Summer-like heat is going to set new high temperature records this weekend along the East Coast and there's concern from the North American Electric Reliability Corporation that some parts country could experience blackouts this summer because of the heat.
It seems pretty likely there will be power shortages in a few parts of the country this summer. With the way the national power grid is arranged, it won't be a nationwide issue, but some big cities and entire states are at high risk.
Industry experts say the predicted above normal temperatures and the ongoing drought that's gripping the western U.S. will create high peak demands and forced outages.
The drought is also likely to cut power generation output at hydro-electric dams. Last year, some dams had to be taken offline due to water reservoir levels dropping too low.

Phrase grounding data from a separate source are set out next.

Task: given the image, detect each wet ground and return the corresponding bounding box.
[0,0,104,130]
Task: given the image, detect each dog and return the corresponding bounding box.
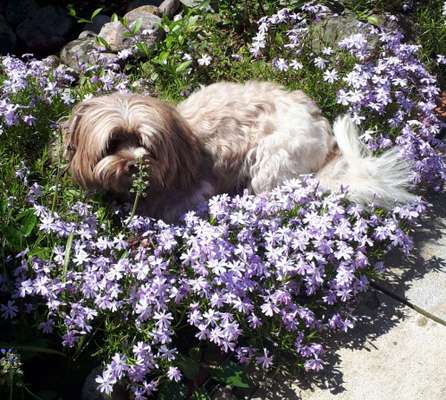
[62,81,415,221]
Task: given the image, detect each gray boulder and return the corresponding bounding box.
[60,36,98,71]
[16,6,74,54]
[127,0,163,11]
[98,6,162,52]
[180,0,203,7]
[78,30,97,40]
[5,0,38,27]
[309,12,400,53]
[159,0,181,18]
[0,15,16,54]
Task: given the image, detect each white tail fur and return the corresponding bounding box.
[317,115,416,208]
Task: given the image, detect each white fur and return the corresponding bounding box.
[316,115,416,207]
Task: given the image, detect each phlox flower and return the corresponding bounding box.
[323,69,339,83]
[197,54,212,66]
[167,366,182,382]
[256,348,273,369]
[95,370,117,395]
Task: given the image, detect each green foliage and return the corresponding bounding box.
[210,361,250,388]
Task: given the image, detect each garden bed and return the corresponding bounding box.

This year some of those reservoirs are already at critical levels.
The National Weather Service Climate Prediction Center released its summer outlook Thursday, and it supports the warning about electricity heading into the summer months.
Almost the entire country can expect above normal temperatures, especially the western U.S. — which will only add to drought problems impacting the hydro-plants.
Another issue is some key transmission lines have not been repaired after being damaged by storms, and older fossil fuel plans have been taken offline.
Pretty much any area west of the Mississippi river is at an elevated risk of not having enough power supply during peak summer surges. The states most at risk include Minnesota, Wisconsin, Michigan, Iowa, Indiana, Illinois, Arkansas and Louisiana.
Energy officials recommend addressing the problem with a complete overhaul to the national power grid. They say it's based on old power generation technology and needs to be more flexible in allowing artificial intelligence to quickly reroute energy from real time power sources and clean energy.